HISTORY OF 8.311.3 NMAC:  The material in this part was derived from that previously filed with the Commission of Public Records - State Records Center and Archives:

SP-Rule 004.1901, General Program Administration Methods and Standards for Establishing Payment Rates - Inpatient Hospital Care, 1/17/1985.

SP-Rule 004.1901, Section 4, General Program Administration Methods and Standards for Establishing Payment Rates - Inpatient Hospital Care, 7/2/1985.

SP-Rule 004.1901, Methods and Standards for Establishing Payment Rates - Inpatient Hospital Services, 8/25/1986.

ISD 306.4000, Providers Protesting Certified Cost Reimbursement Rates, 1/7/1980.

SP-004.1901, Section 4, General Program Administration Methods and Standards For Establishing Payment Rates - Inpatient Hospital Care, 6/10/1981.
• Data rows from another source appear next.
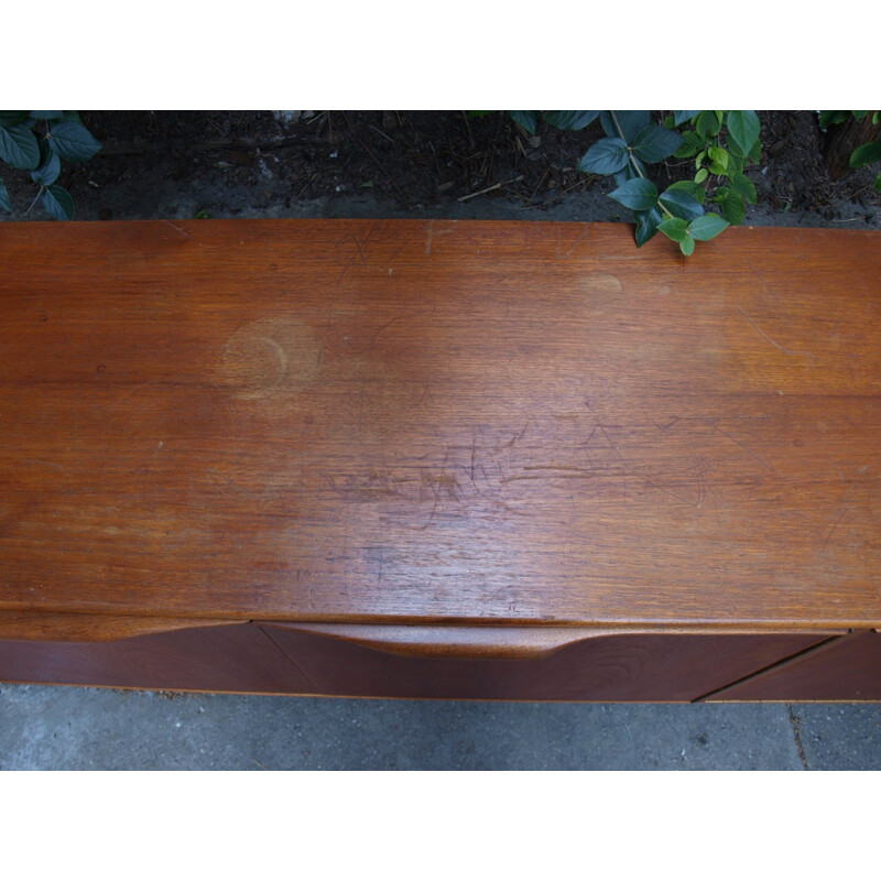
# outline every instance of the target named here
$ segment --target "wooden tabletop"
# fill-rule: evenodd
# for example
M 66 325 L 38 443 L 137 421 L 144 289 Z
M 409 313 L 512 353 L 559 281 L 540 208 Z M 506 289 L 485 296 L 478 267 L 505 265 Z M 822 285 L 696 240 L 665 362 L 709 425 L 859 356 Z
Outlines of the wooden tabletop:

8 NMAC 4.MAD.721.D, Provider Policies, Reimbursement Methodology, Methods and Standards For Establishing Payment Rates-Inpatient Hospital Services, 1/18/1995.
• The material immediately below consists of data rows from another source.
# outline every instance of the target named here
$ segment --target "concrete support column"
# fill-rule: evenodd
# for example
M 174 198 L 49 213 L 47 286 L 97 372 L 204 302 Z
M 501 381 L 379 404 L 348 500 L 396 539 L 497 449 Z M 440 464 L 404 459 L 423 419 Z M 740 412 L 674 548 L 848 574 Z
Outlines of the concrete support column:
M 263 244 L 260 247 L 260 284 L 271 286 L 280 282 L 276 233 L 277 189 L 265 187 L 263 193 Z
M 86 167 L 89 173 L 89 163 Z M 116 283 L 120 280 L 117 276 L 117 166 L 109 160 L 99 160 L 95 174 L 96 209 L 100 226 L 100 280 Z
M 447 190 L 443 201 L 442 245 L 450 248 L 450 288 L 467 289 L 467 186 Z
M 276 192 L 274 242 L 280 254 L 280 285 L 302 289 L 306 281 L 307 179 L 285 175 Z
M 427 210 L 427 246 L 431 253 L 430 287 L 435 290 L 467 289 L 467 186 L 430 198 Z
8 NMAC 4.MAD.721.D, Amendment to 8 NMAC 4.MAD.721.D [Section IV], 1/17/1996.

8 NMAC 4.MAD.721.D, Amendment to 8 NMAC 4.MAD.721.D [Section IV], 7/17/1997.

8 NMAC 4.MAD.721.D, Amendment to 8 NMAC 4.MAD.721.D [Section III], 10/17/1997.

8 NMAC 4.MAD.721.D, Amendment to 8 NMAC 4.MAD.721.D [Section III], 6/15/1998.

8 NMAC 4.MAD.721.D, Amendment to 8 NMAC 4.MAD.721.D [Section III], 7/31/1998.

8 NMAC 4.MAD.721.D, Amendment to 8 NMAC 4.MAD.721.D [Section III], 12/14/1998.

 

History of Repealed Material:

8.311.3 NMAC, Methods and Standards for Establishing Payment-Inpatient Hospital Services, filed 12/13/2000 - Repealed effective 6/1/2016.